Browne gab dies auch insgeheim zu, mit seinem Satz zum Gerichtsentscheid, der ihn offenbar zum Rücktritt zwang: „Ich habe meine Sexualität stets als meine persönliche Angelegenheit betrachtet.“ Eine Erklärungsformel, die nur Schwule (oder Lesben) ausbringen, weil Heterosexuelle sie nicht nötig haben: Ihr geschlechtliches Begehren ist fraglos selbstverständlich – zumal von unteren Managementebenen in allen Konzernen gern gesehen wird, wenn die Nachwuchskader und die Führungskräfte zumal eine Gattin zum Vorzeigen haben. Das erleichtert das soziale Leben innerhalb des Betriebs, auf Konferenzen, Seminaren und abendlichen Partys: die Gattin als ausgleichende Partnerin, die den Manne schmückt. Insofern ist, wie im Falle John Brownes, ein Schweigen zum Sexuellen in eigener Sache stets auch ein deutliches Eingeständnis, die heterosexuelle Konvention nicht leben zu wollen oder können.

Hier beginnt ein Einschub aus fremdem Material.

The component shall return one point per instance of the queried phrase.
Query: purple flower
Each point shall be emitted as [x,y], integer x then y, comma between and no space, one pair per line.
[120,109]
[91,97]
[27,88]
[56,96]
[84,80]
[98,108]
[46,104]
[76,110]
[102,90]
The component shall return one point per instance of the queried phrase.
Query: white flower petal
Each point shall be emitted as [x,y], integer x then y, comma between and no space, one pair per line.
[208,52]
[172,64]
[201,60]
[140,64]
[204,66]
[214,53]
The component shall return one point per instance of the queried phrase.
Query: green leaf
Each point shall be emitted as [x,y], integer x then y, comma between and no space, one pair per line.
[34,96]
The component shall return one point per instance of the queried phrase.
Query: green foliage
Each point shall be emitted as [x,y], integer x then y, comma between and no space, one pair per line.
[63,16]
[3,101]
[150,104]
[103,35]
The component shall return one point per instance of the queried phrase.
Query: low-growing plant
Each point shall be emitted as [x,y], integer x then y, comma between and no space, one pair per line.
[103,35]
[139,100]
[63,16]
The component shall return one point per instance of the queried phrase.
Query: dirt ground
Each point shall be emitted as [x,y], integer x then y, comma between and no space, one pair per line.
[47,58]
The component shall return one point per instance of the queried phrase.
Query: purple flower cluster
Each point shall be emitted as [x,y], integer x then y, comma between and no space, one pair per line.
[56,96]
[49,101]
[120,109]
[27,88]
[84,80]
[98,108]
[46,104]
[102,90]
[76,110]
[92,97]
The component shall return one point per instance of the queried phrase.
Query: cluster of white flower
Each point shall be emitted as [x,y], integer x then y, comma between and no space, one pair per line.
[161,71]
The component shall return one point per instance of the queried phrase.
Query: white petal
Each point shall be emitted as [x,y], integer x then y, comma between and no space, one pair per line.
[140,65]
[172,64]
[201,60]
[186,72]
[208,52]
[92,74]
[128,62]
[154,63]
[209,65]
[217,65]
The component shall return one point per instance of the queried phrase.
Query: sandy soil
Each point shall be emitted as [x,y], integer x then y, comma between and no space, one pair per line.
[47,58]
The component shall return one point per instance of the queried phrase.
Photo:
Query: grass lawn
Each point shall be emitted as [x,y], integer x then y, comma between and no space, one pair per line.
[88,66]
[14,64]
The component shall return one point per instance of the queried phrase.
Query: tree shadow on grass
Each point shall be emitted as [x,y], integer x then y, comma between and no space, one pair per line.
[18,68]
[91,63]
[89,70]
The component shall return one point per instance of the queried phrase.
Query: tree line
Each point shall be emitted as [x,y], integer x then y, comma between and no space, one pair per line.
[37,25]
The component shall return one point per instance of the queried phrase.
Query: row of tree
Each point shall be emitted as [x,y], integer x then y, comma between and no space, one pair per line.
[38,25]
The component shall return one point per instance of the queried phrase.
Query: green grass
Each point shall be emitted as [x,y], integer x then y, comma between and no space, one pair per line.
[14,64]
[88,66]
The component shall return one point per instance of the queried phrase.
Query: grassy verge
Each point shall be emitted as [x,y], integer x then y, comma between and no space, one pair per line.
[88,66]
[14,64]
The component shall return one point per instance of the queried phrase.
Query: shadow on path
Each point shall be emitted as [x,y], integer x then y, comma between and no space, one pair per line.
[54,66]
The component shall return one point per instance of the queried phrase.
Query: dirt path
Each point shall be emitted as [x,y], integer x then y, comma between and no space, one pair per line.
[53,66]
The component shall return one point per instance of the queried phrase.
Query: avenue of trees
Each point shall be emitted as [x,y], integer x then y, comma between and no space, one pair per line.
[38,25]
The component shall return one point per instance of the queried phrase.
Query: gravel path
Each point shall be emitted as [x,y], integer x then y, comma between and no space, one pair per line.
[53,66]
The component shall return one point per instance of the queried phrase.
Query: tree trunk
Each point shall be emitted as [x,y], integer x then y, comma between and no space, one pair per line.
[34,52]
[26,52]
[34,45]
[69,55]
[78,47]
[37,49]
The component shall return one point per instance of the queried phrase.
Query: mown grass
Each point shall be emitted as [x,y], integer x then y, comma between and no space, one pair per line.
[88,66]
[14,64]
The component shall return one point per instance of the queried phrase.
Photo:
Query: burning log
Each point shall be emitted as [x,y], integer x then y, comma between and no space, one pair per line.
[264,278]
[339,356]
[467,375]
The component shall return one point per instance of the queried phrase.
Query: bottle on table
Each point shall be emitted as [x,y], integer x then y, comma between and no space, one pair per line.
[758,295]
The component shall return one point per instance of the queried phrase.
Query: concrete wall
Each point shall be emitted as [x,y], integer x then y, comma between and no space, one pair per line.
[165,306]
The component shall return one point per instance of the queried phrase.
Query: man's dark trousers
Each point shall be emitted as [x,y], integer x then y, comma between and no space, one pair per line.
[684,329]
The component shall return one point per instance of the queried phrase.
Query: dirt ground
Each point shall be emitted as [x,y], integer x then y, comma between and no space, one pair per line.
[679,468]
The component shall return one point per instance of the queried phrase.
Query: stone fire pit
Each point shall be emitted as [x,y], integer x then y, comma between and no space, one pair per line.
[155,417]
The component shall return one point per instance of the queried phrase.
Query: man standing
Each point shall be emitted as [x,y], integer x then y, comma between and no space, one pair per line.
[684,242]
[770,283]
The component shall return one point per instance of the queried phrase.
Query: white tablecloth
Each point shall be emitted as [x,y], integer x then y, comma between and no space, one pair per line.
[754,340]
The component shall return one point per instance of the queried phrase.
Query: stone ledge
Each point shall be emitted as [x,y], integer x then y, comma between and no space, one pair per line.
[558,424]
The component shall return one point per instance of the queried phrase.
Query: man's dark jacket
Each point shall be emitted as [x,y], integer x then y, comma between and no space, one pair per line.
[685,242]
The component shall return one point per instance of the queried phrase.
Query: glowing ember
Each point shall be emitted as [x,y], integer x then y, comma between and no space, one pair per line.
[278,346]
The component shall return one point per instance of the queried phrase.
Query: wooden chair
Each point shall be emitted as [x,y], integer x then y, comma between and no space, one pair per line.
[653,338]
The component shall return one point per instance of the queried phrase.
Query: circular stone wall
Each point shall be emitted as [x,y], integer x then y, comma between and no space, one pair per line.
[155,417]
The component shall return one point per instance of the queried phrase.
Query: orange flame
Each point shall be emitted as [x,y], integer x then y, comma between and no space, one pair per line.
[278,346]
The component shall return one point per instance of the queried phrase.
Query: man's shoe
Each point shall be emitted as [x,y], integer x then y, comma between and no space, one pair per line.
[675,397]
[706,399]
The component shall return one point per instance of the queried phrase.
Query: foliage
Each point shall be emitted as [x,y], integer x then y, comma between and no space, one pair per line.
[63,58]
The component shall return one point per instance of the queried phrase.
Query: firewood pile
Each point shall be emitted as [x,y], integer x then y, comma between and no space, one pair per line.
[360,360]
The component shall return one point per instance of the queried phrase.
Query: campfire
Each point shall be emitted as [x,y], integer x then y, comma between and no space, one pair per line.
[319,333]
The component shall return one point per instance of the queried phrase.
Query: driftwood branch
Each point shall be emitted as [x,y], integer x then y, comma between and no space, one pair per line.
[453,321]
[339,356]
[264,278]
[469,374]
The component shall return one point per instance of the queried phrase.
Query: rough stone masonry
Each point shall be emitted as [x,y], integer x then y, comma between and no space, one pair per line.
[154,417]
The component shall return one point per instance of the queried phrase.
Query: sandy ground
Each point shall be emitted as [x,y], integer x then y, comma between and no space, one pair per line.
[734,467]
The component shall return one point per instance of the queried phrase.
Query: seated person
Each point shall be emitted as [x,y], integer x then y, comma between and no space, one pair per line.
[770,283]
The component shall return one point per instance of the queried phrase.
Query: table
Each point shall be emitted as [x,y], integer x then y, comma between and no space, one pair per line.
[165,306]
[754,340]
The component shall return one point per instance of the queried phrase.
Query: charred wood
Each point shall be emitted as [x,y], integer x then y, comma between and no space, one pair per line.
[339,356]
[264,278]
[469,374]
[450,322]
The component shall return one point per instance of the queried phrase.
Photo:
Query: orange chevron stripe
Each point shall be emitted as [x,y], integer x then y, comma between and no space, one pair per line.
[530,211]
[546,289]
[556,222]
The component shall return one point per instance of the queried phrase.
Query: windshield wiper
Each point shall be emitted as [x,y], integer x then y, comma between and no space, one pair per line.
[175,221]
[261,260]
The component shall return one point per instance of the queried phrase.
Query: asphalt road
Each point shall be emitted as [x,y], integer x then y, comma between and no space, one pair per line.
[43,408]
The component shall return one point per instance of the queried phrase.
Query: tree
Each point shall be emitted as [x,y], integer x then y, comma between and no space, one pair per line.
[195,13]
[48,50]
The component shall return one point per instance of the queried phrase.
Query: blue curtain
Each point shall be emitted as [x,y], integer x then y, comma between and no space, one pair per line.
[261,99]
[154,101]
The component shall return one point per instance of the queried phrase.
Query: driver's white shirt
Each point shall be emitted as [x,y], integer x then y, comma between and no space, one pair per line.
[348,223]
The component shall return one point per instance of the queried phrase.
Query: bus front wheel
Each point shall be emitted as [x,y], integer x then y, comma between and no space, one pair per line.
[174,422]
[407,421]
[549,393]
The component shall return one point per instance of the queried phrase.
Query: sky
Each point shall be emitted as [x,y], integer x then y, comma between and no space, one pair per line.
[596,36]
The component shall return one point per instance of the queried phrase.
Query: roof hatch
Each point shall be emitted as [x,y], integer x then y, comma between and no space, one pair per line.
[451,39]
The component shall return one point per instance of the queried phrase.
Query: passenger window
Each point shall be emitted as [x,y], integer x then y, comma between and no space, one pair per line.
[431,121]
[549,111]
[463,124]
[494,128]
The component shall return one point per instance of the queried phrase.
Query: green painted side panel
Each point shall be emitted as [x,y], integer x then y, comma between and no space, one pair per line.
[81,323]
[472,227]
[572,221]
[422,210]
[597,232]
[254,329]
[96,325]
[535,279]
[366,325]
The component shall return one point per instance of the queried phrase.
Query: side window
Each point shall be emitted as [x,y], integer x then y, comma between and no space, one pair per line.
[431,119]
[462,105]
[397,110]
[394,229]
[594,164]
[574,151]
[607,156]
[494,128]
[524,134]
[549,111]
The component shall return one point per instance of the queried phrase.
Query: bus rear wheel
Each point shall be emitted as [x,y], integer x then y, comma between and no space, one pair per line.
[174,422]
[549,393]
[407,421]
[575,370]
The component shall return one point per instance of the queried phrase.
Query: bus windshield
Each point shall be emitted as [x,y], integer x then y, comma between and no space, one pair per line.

Insofern nimmt nicht Wunder, dass nach allen Untersuchungen schwule Männer (wie Frauen überwiegend auch) bei ihren Aufstiegsambitionen immer an eine gläserne Decke stoßen: Bis hierhin – und nicht weiter. Undenkbar in Deutschland, dass die Vorstände von Daimler, Schering oder Vattenfall mit offen homosexuellen Männern besetzt sind. Irgendwann ist Schluss mit lustig, dann zählt nur der präsentable Ernst – und der wird immer noch in den sattsam bekannten Mann-Frau-Mustern buchstabiert.

Outingfalle Betrieb

Die Annahme jedenfalls, dass in den westlichen Gesellschaften, in denen alle Sonderstrafgesetze gegen Homosexuelle getilgt sind, auch in den Betrieben ein liberales Klima gestiftet worden sei, dass dort Lesben wie Schwule keine Geheimnistuerei leben müssen, ist irrig. Eine neue Studie des Kölner Soziologen Dominic Frohn zur Diskriminierung Homosexueller am Arbeitsplatz erbrachte ernüchternde Resultate. Gut die Hälfte aller Befragten gaben an, an ihren Arbeitsplätzen als Schwule oder Lesben Opfer von Gehässigkeiten (abfällige Bemerkungen, Witzchen) schon geworden zu sein – sogar acht Prozent gaben an, in ihren Betrieben schon einmal verprügelt worden zu sein. Fünf Prozent stellten eine Sachbeschädigung im Büro oder am Band fest: mit homophoben Sprüchen beschmierte Schreibtische etwa. 60 Prozent resümierten, in ihren Betrieben ihre Homosexualität diskret oder schweigsam zu behandeln – aus Erfahrung nütze da ein Outing wenig.

Des britischen BP-Chefs John Browne nicht als hysterisch misszuverstehende Reaktion auf das Zwangsouting wird übrigens auch finanziell bestraft: Er verliert, gewiss aus Scham, mehrere Millionen Pfund an Abfindung, die ihm nach einem regulären Ende seiner Vertragszeit im kommenden Juli zugestanden hätten.